Argentina and Brazil are making plans to develop a single currency area for Latin America.
However, those doing so might find it is not without some massive hurdles.
Much but not all of the European Union operates with a single currency, the euro. And in many ways, that makes sense. With the overwhelming majority of the population using the same money, then the risks of trade such as sharp inter-country currency movements — are eliminated. That in turn, lowers the uncertainty of doing cross-border business and will likely increase international trade and hence provide economic growth.
Remember, that’s just the theory.
It hasn’t been good for Europe over the last two decades of a single currency. The debt crisis a little over a decade ago partly highlights the problem. The so-called PIIGS (Portugal, Italy, Ireland, Greece and Spain) had all gotten into massive debt problems. However, non of those countries could inflate their way out of debt.

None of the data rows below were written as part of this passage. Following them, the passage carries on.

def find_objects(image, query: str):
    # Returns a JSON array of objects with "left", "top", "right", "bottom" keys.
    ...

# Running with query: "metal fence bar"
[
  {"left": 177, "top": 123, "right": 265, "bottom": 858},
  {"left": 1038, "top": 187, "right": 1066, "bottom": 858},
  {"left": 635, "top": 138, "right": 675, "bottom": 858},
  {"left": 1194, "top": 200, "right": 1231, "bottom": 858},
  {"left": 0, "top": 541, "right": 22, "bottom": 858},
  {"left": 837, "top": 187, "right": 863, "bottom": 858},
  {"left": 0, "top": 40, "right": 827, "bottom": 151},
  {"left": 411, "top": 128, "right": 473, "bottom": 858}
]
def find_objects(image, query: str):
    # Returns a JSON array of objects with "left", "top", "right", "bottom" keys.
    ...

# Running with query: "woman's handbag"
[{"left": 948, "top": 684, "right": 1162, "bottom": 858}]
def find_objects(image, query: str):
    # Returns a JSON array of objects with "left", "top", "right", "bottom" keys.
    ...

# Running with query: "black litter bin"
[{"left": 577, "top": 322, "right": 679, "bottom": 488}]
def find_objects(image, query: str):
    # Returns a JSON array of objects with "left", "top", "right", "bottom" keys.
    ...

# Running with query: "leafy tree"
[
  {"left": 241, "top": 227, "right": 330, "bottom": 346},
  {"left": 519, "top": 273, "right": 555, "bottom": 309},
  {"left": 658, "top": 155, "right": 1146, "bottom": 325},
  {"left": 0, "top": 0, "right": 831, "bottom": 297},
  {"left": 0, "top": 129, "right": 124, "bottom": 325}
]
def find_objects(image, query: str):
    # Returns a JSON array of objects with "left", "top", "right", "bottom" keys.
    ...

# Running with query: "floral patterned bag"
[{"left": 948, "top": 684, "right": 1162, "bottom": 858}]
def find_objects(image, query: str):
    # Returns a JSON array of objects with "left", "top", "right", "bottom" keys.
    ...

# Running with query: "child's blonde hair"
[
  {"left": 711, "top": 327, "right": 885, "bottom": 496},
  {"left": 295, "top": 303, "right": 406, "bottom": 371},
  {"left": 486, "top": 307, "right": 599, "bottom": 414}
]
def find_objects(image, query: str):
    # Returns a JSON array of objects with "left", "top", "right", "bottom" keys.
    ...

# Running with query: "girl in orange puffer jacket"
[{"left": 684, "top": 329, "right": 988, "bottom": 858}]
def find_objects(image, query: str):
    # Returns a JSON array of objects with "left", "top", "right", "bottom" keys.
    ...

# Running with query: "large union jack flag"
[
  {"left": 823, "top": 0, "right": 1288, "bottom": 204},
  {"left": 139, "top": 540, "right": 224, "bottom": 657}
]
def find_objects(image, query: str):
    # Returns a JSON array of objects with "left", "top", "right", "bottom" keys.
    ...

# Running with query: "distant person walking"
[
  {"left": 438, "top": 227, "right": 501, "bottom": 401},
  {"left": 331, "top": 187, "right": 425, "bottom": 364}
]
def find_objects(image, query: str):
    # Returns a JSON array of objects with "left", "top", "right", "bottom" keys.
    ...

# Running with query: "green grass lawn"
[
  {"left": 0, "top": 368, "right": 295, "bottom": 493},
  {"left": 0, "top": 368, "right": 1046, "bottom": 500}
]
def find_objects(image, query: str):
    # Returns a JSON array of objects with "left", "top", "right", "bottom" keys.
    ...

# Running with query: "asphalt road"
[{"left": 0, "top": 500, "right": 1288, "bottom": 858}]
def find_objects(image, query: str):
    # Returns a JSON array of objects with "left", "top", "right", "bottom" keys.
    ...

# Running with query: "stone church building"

How so? They couldn’t lower the value of their national currency, so prompting the real value of their debts to devalue. Instead, they mostly went through periods of renegotiating debt repayments for many years. Greece is the prime example of this, and that country went through a long, drawn-out period of austerity that could have been less acrid if only the Greeks held on to the Dracma.
Fast forward now to South America. Both Argentina and Brazil have suffered debt crises. The latter country appears to still be in one, and ended 2022 with an official inflation rate of nearly 100%. The country’s current financial mess comes after decades of similar none sense.
That of course, prompts questions:
How will Argentina fare if it does enter a new single currency area?
Won’t it suddenly be trapped and unable to claw its way out?
Why aren’t Buenos Aires’s leaders talking sense about this matter?
Who knows. But economic disaster looks probable if a Latin American single currency area kicks off with Argentina included.